Deep Dive to Hystrix Resiliency Maintenance

In my previous Microservice Tutorial , I have shown How We can use Hystrix as a circuit Breaker and gives our service breathing room to recover itself.

In this tutorial, we will deep dive into Hystrix architecture and will eventually get to know How it manages resiliency in a complex system.

Let assume there are more than 100 Microservices In a complex system and to perform any business functionality more or less it depends on 5-10 underlying Microservices(approximately).

Generally, There are three types of services are found in aforesaid Microservice based architecture
  1. Core Services
  2. Aggregator service.
  3. Edge Service.


Where the Edge service takes the request from UI/client then it forwards to an Aggregator service, Then Aggregator service fans out the request and sends the calls to core-services and Eventually collects responses from Core services and sends back to the Edge Service, Which actually sends the response to UI/Client.

hystrix circuit breaker architechture
Imagine we have a complex microservice based system where a single incoming request distributed over 10 dependent services, so one request then split to 10 internal requests (Fans out) and goes to individual core service, Now if there are 100 concurrent requests per seconds in a peak time.
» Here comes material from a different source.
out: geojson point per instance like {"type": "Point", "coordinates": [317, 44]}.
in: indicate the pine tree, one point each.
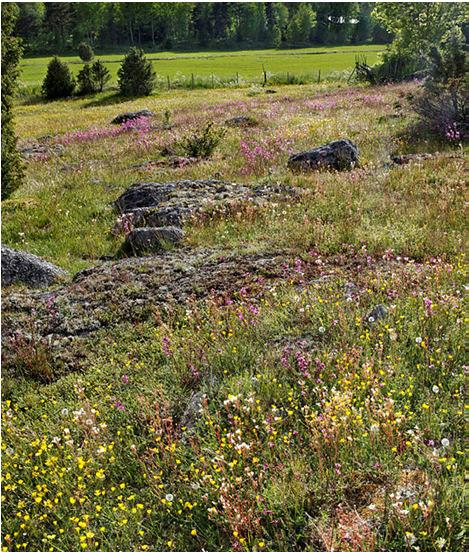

So there are 100*10 = 10000 internal requests will be created per second.  Think about the load of the system, Even a minute of delay response from one of the core services can create a bottleneck as in web server(Tomcat, Jetty) there are fixed numbers of Threads in the Thread pool.
and we have 60*100*1=6000 requests are waiting for an individual service for a minute, So We can assume failure is inevitable even if you have 99.99% of uptime for a service-- because when we do a service call we have to depend on two external entities Network and Socket and the sad part is --The control of Network not in developers hand. To make the system resilience we have to deal with this phenomena and have to plan according to it.



Now let see the options we have to deal the above scenario.
Non Blocking request: If Requests are not waiting for the service irrespective of the service is available or not.Only then all request will be either served or rejected. If we follow this then there will be no requests in the waiting queue as if the service is not available or response is getting delayed immediately that request will be rejected and a fallback/default response will be provided to the caller service.  

So request has been short-circuited and the fallback path invoked -- dependent service gets a chance to recover itself. We know Hystrix do this stuff for us. But it is not a very easy task to implement. Internally a complex flow has been maintained by Hystrix to offer Resilient Microservice Architecture.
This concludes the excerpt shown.